Allograft-Induced IL4 in Pancreas Graft Protection
Davies, Joanna D.   
Scripps Research Institute, La Jolla, CA, United States

Insulin Dependent Diabetes Mellitus (IDDM) results from the autoimmune destruction of the pancreas. An ideal therapy to overcome diabetes would be the transplantation of a pancreas or islet graft. Currently, the one-year success rate for pancreas and islet grafts is around 70 percent and 10 percent respectively. A better understanding of how the immune response to the graft can be modified is critical for the design of novel therapeutic strategies. A number of T cell-derived cytokines have been implicated in both allograft rejection and protection. The cytokine IFN-gamma is secreted by the Thl-type T cell subset. This cell subset is the dominant cell subset activated during acute rejection. However, the absence of IFN-gamma is detrimental to some models of transplantation tolerance. These data suggest that IFN-gamma is involved in acute rejection but that it is also required for long-term survival of the graft. Likewise IL-10, a cytokine secreted by the Th2- type T cell subset, has been associated with allograft, rejection and has also been shown to be required for long-term allograft survival. A second Th2-type cytokine, IL-4 has been shown to be present in many long-term surviving grafts, but has also been shown to be present during acute rejection. The picture which emerges would suggest that each cytokine has different roles depending on the state of the graft and the period of engraftment.
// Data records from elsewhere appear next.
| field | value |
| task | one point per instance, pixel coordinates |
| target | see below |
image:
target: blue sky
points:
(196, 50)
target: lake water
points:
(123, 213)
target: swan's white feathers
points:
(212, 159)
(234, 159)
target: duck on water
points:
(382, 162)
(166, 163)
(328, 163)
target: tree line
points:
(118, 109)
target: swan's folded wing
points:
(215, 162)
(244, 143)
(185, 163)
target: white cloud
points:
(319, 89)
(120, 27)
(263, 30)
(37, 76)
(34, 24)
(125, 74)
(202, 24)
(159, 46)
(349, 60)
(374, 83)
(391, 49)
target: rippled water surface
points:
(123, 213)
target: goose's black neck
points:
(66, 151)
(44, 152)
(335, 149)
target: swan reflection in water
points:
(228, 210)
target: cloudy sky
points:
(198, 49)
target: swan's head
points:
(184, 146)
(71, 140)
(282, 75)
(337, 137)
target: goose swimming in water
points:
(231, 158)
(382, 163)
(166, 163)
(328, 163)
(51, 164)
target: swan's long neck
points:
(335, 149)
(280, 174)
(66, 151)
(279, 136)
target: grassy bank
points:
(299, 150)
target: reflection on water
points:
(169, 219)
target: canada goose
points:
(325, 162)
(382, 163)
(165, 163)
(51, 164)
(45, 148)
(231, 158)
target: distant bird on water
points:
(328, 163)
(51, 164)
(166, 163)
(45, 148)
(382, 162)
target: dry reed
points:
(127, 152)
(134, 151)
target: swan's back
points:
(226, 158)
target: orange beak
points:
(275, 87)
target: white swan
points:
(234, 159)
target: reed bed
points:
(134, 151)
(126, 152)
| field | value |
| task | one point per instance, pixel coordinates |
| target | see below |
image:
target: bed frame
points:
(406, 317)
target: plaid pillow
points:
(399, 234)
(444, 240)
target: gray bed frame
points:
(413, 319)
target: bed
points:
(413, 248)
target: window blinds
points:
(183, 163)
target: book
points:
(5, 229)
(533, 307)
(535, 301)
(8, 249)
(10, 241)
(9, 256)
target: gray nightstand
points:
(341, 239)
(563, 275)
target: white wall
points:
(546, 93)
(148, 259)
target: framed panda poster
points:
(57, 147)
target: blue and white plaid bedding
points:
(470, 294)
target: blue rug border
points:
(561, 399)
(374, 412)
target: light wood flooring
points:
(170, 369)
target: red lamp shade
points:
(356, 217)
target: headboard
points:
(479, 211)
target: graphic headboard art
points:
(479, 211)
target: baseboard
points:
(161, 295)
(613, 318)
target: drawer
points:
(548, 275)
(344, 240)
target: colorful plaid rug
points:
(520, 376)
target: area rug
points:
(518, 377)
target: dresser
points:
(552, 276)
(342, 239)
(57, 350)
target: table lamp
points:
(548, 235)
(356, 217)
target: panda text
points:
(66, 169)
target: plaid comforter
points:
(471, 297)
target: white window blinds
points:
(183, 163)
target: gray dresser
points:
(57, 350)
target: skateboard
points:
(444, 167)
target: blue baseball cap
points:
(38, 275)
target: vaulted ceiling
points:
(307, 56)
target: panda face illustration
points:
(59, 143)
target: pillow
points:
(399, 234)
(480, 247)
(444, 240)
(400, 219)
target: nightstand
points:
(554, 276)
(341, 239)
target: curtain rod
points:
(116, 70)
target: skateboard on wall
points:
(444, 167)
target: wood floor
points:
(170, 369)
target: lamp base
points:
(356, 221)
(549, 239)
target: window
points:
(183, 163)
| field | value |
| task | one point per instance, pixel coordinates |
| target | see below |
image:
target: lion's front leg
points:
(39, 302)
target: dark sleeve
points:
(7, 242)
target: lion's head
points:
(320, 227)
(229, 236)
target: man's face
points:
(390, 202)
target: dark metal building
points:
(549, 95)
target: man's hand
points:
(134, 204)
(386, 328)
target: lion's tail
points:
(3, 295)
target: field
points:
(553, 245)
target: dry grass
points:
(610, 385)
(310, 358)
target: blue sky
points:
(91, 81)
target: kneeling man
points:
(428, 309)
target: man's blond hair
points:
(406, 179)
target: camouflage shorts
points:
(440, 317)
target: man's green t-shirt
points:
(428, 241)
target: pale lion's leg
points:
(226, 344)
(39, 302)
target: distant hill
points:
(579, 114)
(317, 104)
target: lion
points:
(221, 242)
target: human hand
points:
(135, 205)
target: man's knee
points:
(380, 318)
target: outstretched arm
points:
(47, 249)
Using mouse strains which have mutations in the genes which code for these cytokines we will transfer T cells which are differently cytokine-deficient into immunocompromized (RAG-2-deficient) recipients in the presence of a pancreas graft. Since the cytokines are only secreted by the T cells after stimulation, infusing T cells has the advantage that the selected cytokines will be secreted at the site of graft antigens and therefore be targeted to the graft site. We will determine how each of the cytokines and T cells subsets interact in response to the allograft. We will use this information to manipulate the ratios of each cytokine in order to optimize the timing and dose of each cytokine with the ultimate goal of obtaining allograft protection.